- August 2011 Turkey–Iraq cross-border raids: Part of Kurdish–Turkish conflict
| Date | August 17–24, 2011 |
| Location | northern Iraq, Turkey |
| Result | Turkish victory |

Belligerents
- Turkey Turkish Air Force;: PKK TAK PJAK

Commanders and leaders
- Mehmet Erden Mehmet Veysi Ağar: Murat Karayılan Sofi Nurettin

Strength
- 2,500: 800

Casualties and losses
- None: 90–160 PKK militants killed, 80 wounded unknown civilian casualties PKK claims 3 militants were killed in August 2011

= August 2011 Turkey–Iraq cross-border raids =

Part of Kurdish–Turkish conflict

On August 17, 2011, the Turkish Armed Forces launched multiple raids against Kurdistan Workers' Party (PKK) camps based in Iraq, striking 132 targets. Turkish military bombed PKK targets in northern Iraq in six days of air raids, according to General Staff.

==Background==
Between July and August in southeast Turkey, PKK fighters killed 40 Turkish security personnel. The Turkish Army launched raids in response to those series of PKK attacks.

==Turkish reprisal operation==
A day before the operation, PKK fighters ambushed a troop convoy and killed nine soldiers. During six days of air raids, the Turkish Air Force attacked 132 PKK targets in northern Iraq, killing 90 to 100 militants. However, casualty figures could not be confirmed independently. According to Turkish army statements, 80 militants were wounded in the operations, which hit 73 shelters, eight stores and nine anti-aircraft positions.

===Further attacks===
In addition to the 132 PKK locations targeted by the Turkish Air Force, 349 targets in Qandil, Hakurk, Avasin-Basyan, Zap and Metina regions were bombed by artillery. Turkish military announced that Turkish jets had bombed PKK targets on Northern Iraq in February 2012 but did not provide details.

==Aftermath==

Six people were wounded early on 28 August at a beach in Antalya of Turkey, when explosives buried in the sand exploded. The Kurdistan Freedom Hawks (TAK) had previously threatened to launch attacks targeting civilians and tourists. According to Today's Zaman, PKK was responsible for the bombing.

PKK claimed 4 militants were killed on 24 September 2011. PKK claimed 4 additional militants were killed on 28 September 2011, despite the initial claim that no militants were killed.

=== Iranian operation===

Iran began a new military push against Kurdish rebels on the border with Iraq, days after Turkey said its air strikes had killed up to 160 militants inside Iraqi territory.
Iran said it had killed dozens of members of Party of Free Life of Kurdistan (PJAK), an offshoot of the Turkey-based Kurdistan Workers Party (PKK).
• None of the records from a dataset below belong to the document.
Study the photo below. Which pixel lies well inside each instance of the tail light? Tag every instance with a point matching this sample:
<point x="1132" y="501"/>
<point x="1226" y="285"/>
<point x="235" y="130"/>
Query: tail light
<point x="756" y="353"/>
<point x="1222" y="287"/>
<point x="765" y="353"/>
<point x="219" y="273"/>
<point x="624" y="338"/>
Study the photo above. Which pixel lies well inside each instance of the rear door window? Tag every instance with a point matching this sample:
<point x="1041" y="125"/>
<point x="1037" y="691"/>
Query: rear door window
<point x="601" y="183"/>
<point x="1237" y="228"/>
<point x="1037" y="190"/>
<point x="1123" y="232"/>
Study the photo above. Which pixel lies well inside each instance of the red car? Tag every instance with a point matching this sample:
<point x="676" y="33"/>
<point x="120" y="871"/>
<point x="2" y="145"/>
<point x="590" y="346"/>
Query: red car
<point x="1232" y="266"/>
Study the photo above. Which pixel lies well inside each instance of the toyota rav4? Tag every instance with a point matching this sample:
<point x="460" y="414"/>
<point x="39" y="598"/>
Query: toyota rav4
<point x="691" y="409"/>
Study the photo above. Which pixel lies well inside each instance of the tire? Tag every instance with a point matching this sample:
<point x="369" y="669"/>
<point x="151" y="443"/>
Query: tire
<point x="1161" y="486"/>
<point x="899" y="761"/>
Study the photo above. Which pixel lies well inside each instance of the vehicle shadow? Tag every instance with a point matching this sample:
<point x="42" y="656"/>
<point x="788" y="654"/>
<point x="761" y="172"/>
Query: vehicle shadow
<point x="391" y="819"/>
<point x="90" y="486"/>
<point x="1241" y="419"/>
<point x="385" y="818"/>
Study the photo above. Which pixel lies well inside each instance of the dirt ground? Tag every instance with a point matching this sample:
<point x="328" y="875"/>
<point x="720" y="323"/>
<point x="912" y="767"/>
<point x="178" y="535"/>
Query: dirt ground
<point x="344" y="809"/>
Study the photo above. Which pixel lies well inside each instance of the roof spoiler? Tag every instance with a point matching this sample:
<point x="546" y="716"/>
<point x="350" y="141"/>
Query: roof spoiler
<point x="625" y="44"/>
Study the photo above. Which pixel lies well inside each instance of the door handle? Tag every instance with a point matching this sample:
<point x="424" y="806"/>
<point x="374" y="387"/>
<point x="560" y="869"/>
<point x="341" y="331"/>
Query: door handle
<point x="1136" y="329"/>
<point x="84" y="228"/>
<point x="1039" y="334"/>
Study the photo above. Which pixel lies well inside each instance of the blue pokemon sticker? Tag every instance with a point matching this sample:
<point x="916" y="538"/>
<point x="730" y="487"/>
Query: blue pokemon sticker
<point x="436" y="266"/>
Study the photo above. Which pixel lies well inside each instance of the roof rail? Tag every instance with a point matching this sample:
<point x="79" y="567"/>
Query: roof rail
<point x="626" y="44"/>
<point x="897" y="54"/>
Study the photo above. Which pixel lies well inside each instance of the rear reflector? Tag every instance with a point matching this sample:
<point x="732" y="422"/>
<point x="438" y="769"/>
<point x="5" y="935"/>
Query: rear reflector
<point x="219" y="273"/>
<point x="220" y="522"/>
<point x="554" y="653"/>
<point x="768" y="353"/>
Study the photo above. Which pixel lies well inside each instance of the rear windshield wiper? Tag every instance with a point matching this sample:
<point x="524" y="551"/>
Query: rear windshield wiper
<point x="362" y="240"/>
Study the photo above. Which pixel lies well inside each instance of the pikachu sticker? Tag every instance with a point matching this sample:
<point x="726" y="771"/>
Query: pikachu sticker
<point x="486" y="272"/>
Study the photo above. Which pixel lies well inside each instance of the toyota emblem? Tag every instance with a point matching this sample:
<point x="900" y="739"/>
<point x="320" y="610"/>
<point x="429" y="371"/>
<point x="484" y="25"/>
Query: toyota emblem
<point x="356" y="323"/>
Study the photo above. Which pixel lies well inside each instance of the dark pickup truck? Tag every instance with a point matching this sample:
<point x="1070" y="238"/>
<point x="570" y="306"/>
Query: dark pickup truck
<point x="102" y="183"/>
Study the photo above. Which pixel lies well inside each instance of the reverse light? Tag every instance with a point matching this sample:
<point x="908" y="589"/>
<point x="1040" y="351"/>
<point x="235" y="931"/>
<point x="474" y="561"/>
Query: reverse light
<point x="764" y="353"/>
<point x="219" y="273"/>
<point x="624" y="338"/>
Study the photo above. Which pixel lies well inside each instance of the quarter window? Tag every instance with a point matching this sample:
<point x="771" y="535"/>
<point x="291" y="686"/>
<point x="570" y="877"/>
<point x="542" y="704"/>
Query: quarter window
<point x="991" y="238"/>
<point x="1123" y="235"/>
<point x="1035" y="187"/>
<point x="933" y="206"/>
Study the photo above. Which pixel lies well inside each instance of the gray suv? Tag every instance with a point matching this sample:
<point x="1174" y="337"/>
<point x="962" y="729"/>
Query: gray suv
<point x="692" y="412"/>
==Responses on casualties==
PKK denied Turkish military's claims on number of dead militants, and said that the number of militants killed released by military was a "baseless fabrication". PKK spokesman Ahmed Deni said three fighters had been killed during initial strikes on Dohuk province in northern Iraq. Barham Ahmed Hama Rasheed, mayor of the town of Rania, and officials in Northern Iraq claimed a family of seven were killed by the Turkish army on Sunday. According to Rasheed, among those killed was a 3-month-old infant. Kardo Mohammed, a member of the Iraqi Kurdish parliament, said the "shelling constituted a breach of international conventions and agreements between the two countries."

===Kurdish protests===
2,000 people protested on Sunday in the town of Ranya as victims were buried. Another protest took place on Hakkari, and a member of BDP who was protesting the air assault died.